Additional context This is my requirements.txt for the project:

great-expectations == 0.13.37
sqlalchemy == 1.4.25
snowflake-connector-python == 2.6.2
snowflake-sqlalchemy == 1.3.2
black == 21.9b0

This is the introspective_directives parameter I am attempting to utilize: https://github.com/great-expectations/great_expectations/blob/feacf843f6b9d439c77382e2cfd8c612cc4be53b/great_expectations/datasource/data_connector/inferred_asset_sql_data_connector.py#L58

jhanlonhg avatar Nov 09 '21 23:11 jhanlonhg

Thank you for opening this, @jhanlonhg! This is a known issue, and is the reason why we still use SimpleSqlAlchemyDatasource. We do have plans to make this work with the Datasource class, so I will keep this open for reference.

talagluck avatar Nov 22 '21 16:11 talagluck

Hey @jhanlonhg ! Reaching out to let you this is still in queue for our core engineering team, and we'll be discussing next steps in the near future. There has been a significant amount of motion in this area in recent weeks; are you able to confirm that you're still experiencing this behavior?

austiezr avatar Aug 05 '22 18:08 austiezr

Hey Austin,

Sorry for the late reply, but I have been out of office since your initial email.
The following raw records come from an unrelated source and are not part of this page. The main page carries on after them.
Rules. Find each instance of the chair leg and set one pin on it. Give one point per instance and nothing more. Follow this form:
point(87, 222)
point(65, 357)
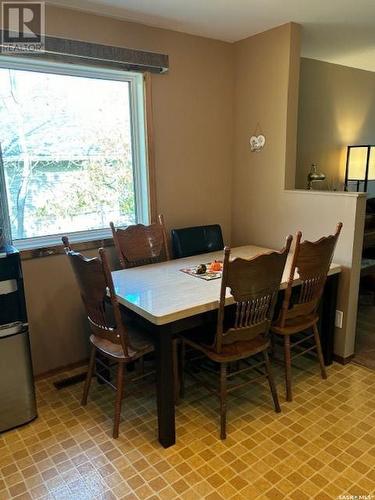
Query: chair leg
point(119, 396)
point(182, 369)
point(175, 372)
point(288, 368)
point(89, 375)
point(141, 362)
point(223, 400)
point(271, 382)
point(273, 345)
point(319, 351)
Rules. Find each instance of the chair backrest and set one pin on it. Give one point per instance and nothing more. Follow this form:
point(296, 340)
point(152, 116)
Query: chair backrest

Unfortunately, I am unaware if this is still an issue that our team is experiencing, as we are not performing active development of Great Expectations repos at this time.

However, if I remember this issue correctly, I would be surprised if it was resolved short of active developer intervention, as there was an issue where the setting in the yaml would never reach the appropriate code to be enacted.

Sorry I couldn't be more helpful

jhanlonhg avatar Aug 09 '22 16:08 jhanlonhg

This is still an issue that is causing my team very long run times as the introspection will scan way too many tables if the schema cannot be specified.

pdraznik-cadent avatar Sep 09 '22 19:09 pdraznik-cadent

Thanks @jhanlonhg and @pdraznik-cadent - this was addressed in the latest release (as of last Thursday). Can you please confirm whether this has been resolved for you?

talagluck avatar Sep 13 '22 10:09 talagluck

Thanks @talagluck this is working with the update and we're seeing greatly improved times! Are there any plans to provide additional filtering mechanisms for specific tables? This would help us to decrease our run times even further 😄

pdraznik-cadent avatar Sep 15 '22 22:09 pdraznik-cadent

Closing as resolved in 0.15.22

austiezr avatar Feb 02 '23 18:02 austiezr